Xen in HL1 was a rather frustrating experience, relying thoroughly on platforming puzzles with unfamiliar low gravity and awkward long jump controls. Black Mesa too does a lot of platforming, but the gravity is normal and the long jumps are much easier to control, reducing (albeit not eliminating) frustration in that department. Apart from that, there’s so much new stuff to see and do: In Black Mesa, the human explorers have built proper labs on Xen; it’s not just some dead scientists in HEV suits laying around here and there. There’s lush foliage everywhere, some new enemies (underwater barnacles, some new Houndeye variations), lots of alien switch-and-wire puzzles with both organic and industrial-looking »wiring«; you get to visit a Vortigaunt village, you are chased by the Gonarch and (later on) by a whole army of Gargantuas … it’s really dazzling, and chock-full of creative gameplay ideas.
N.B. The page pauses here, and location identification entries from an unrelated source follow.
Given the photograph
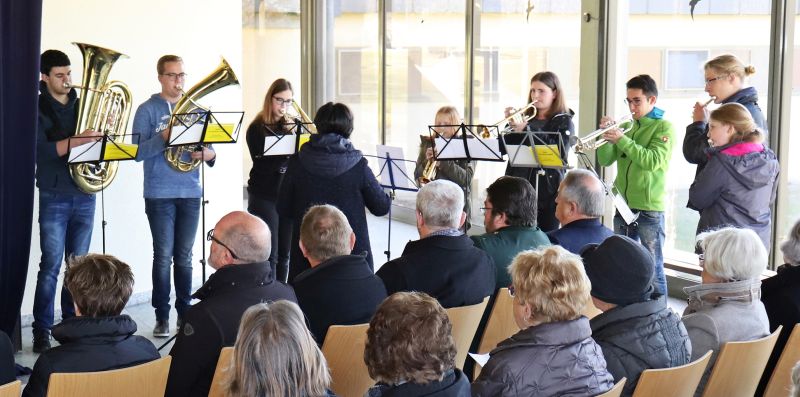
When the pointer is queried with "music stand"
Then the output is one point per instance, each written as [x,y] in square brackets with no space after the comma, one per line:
[104,150]
[393,175]
[198,129]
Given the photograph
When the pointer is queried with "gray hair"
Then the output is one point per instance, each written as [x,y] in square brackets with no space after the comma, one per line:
[791,247]
[584,189]
[440,203]
[733,253]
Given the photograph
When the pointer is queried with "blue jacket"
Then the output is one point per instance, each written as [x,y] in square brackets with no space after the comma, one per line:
[160,179]
[575,235]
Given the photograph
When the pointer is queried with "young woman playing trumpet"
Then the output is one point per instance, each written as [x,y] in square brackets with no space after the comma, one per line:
[552,115]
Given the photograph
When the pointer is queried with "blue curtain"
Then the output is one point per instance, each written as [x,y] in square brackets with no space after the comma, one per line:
[20,39]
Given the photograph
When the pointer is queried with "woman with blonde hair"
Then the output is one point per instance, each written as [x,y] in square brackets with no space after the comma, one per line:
[550,290]
[739,182]
[275,355]
[725,78]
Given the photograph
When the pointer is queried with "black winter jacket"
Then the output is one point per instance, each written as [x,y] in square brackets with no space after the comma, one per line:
[342,290]
[551,359]
[213,323]
[90,344]
[329,170]
[641,336]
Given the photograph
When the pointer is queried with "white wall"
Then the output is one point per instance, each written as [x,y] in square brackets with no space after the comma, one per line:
[200,31]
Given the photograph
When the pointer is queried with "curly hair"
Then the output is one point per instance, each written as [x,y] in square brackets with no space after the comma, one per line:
[552,281]
[409,339]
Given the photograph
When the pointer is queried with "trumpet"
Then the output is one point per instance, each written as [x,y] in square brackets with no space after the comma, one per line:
[594,139]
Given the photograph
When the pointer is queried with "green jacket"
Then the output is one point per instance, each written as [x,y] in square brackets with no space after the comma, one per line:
[643,156]
[504,244]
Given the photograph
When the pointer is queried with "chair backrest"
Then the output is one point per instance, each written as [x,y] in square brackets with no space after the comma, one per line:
[679,381]
[739,367]
[780,382]
[11,389]
[465,321]
[615,391]
[144,380]
[220,374]
[344,350]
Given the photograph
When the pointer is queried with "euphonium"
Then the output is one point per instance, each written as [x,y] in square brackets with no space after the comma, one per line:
[179,157]
[103,107]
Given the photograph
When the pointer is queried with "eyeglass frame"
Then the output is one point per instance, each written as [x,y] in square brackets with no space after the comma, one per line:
[210,237]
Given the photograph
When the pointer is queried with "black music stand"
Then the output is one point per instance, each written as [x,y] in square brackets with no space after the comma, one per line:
[103,150]
[393,176]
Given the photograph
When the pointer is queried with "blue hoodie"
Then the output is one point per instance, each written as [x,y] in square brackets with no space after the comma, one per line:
[160,179]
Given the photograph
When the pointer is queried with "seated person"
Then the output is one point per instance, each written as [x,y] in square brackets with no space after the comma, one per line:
[410,349]
[555,339]
[339,288]
[732,260]
[637,331]
[509,215]
[98,338]
[275,355]
[240,247]
[443,263]
[579,205]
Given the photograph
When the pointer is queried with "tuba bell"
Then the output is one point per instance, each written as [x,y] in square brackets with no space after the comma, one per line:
[179,157]
[102,106]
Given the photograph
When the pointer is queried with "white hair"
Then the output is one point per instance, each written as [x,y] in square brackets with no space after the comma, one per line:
[791,247]
[733,254]
[440,203]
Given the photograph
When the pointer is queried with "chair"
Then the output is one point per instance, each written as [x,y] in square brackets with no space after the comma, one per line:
[675,381]
[11,389]
[780,382]
[224,361]
[739,367]
[615,391]
[144,380]
[344,350]
[465,321]
[500,326]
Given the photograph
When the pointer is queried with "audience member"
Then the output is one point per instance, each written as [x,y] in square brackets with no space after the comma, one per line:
[339,288]
[579,205]
[410,349]
[443,262]
[275,355]
[637,331]
[550,290]
[239,251]
[726,307]
[99,337]
[509,215]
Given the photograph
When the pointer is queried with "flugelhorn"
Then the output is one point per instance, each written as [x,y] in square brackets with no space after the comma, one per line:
[594,139]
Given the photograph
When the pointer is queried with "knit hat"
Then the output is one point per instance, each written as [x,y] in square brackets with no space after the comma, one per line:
[620,269]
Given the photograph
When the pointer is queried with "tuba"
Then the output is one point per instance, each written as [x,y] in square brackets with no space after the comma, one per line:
[103,107]
[222,76]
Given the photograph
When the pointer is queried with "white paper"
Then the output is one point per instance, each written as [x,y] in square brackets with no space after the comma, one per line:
[280,145]
[481,359]
[87,152]
[402,179]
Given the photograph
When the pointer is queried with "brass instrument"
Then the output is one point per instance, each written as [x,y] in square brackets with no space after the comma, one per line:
[220,77]
[102,106]
[595,139]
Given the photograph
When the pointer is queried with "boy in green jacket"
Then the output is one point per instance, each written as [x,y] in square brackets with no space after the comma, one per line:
[642,156]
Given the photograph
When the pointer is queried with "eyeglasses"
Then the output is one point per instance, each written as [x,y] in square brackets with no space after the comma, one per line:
[210,237]
[283,102]
[175,76]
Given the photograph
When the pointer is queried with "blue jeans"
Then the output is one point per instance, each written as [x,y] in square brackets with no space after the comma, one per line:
[173,225]
[648,229]
[65,230]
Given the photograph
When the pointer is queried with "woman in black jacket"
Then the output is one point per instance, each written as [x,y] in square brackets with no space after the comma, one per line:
[268,171]
[552,115]
[329,170]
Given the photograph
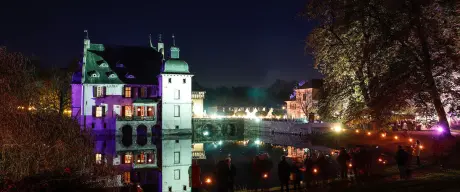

On the flipside, it’s not always immediately clear where to continue, and in one situation, I was even stumped by a bug (which I only noticed when comparing my game against a walkthrough on YouTube, and which I thankfully could resolve by replaying from an auto-save point).
Graphically, Black Mesa’s Xen is also a totally different affair from the rest. It just looks gorgeous; there’s so many details, everything looks so organic, the color grading is spot-on … some set pieces almost look like paintings. This is really pushing the old Source engine to its limits; in a way, it’s the ultimate swansong of the Direct3D 9 era. Sure, it might look even better if it was made in Unreal Engine 4 or something like that, but not by a landslide.
By remaking one of the best computer games in history, you can’t do much wrong; consequently, on an absolute scale, Black Mesa is a really, really good game. Go buy it; no reservations. The graphics in the first half may look dated by now, and combat doesn’t always feel fair, but that’s mostly nitpicking. If you’re still unsure and need a convincing argument to buy it, let Xen be that. That part looks and feels totally fresh and works even without all the Half-Life background.
Speaking of Half-Life: This is exactly what Black Mesa is not. It’s not a direct replacement for the old classic – even though HL1 aged really badly in the technical department, gameplay and balancing still feel a little better, and Black Mesa leaves out too many parts (and changes others) to be comparable. So, while Black Mesa might be the best way to relive the story of Half-Life 1 today, it’s not the same as playing the game Half-Life 1. Mind you, this is not necessarily a bad thing, especially not for the Xen part, which is objectively far superior in Black Mesa. I’m just saying that we can’t simply forget about
Freeman HL1 and have Black Mesa take its spot on the shelf; we can, however, comfortably put both games right next to each other.